Looking at the effects of international restructuring strategies on the poor, the increasing control trans-national corporations exert over world health, and the impact of U.S. drug policy on global inequality, Dying for Growth debunks the myths of global capitalism, including:

Myth: Throwing loans at developing nations will cure poverty.

Fact: As shown in "Sickness Amidst Recovery: Public Debt and Private Suffering in a Peruvian Shanty Town", loans can make things worse.

Myth: Getting rid of big government automatically improves the standard of living.

Fact: Cutting services can lead to calamity, as detailed in "Neoliberal Economic Policy, State Desertion and the Russian Health Crisis". Myth: The free market is a panacea.

Fact: There's nothing liberating about modern capitalism, as demonstrated in "'Todo Bajo Control': The Costs of 'Free' Trade to Mexican Maquiladora Workers".

Dying for Growth concludes with an extensive section on alternatives to standard models.
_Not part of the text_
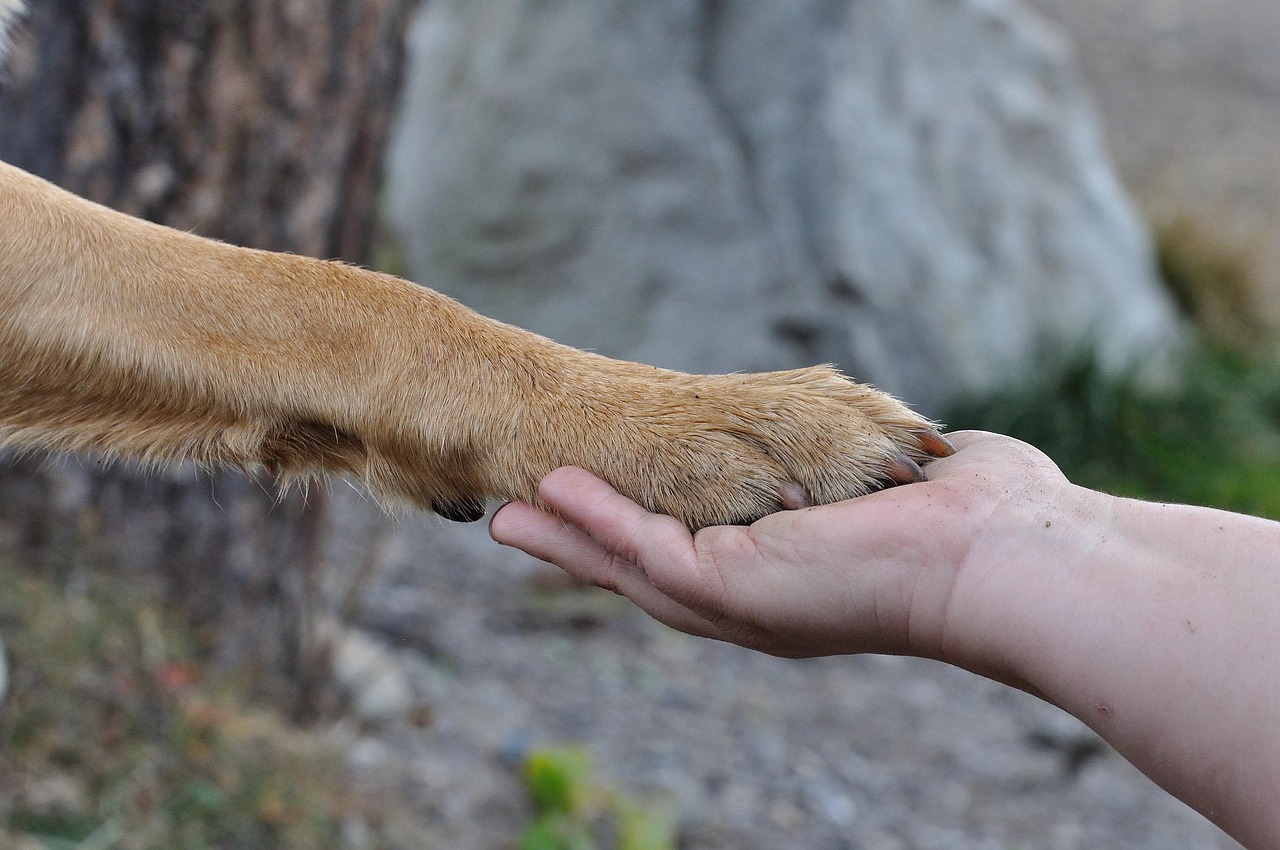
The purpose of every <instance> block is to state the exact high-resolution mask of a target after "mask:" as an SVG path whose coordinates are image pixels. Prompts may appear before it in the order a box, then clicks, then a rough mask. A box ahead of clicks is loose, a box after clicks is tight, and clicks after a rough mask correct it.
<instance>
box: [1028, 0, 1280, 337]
mask: <svg viewBox="0 0 1280 850" xmlns="http://www.w3.org/2000/svg"><path fill="white" fill-rule="evenodd" d="M1030 5H1032V6H1033V8H1036V9H1037V10H1038V12H1039V13H1041V14H1043V15H1044V17H1046V18H1048V19H1050V20H1053V22H1055V23H1057V24H1059V26H1061V28H1062V29H1065V31H1066V32H1068V33H1069V35H1070V37H1071V38H1073V40H1074V42H1075V46H1076V52H1078V55H1079V59H1080V64H1082V67H1083V69H1084V74H1085V77H1087V79H1088V83H1089V87H1091V88H1092V91H1093V95H1094V99H1096V101H1097V105H1098V109H1100V111H1101V113H1102V118H1103V123H1105V127H1106V134H1107V138H1108V141H1110V143H1111V151H1112V155H1114V156H1115V160H1116V164H1117V166H1119V170H1120V174H1121V178H1123V179H1124V180H1125V183H1126V184H1128V187H1129V188H1130V191H1132V192H1133V193H1134V195H1135V196H1137V197H1138V200H1139V201H1140V204H1142V205H1143V206H1144V207H1146V210H1147V212H1148V215H1149V216H1151V219H1152V221H1153V223H1155V224H1156V225H1162V224H1169V223H1171V221H1175V220H1178V219H1184V220H1188V221H1190V223H1192V224H1194V225H1196V227H1197V229H1198V230H1201V232H1203V233H1204V234H1207V236H1208V237H1210V238H1211V239H1215V241H1219V242H1220V243H1221V245H1222V246H1224V247H1225V248H1226V250H1229V251H1240V252H1244V253H1245V255H1247V256H1251V257H1252V260H1253V262H1254V269H1256V274H1257V278H1258V284H1260V291H1258V306H1260V307H1261V309H1262V310H1263V311H1265V314H1266V315H1267V316H1268V317H1270V320H1271V321H1272V323H1274V324H1276V325H1280V4H1277V3H1274V0H1215V1H1213V3H1197V1H1196V0H1137V1H1134V3H1112V1H1110V0H1074V1H1073V3H1052V1H1051V0H1030Z"/></svg>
Included is a chapter on health and revolution in Cuba, "The Threat of a Good Example", and a plan for action, "Pragmatic Solidarity: What You Can Do".

With passionrarely found in works of comparable analytic rigor, Dying for Growth tells the stories of people trapped in the machine of growth, and compels readers to recognize that the problem of inequality is not one of insufficient resources, nor even of inefficiency -- the problem is power.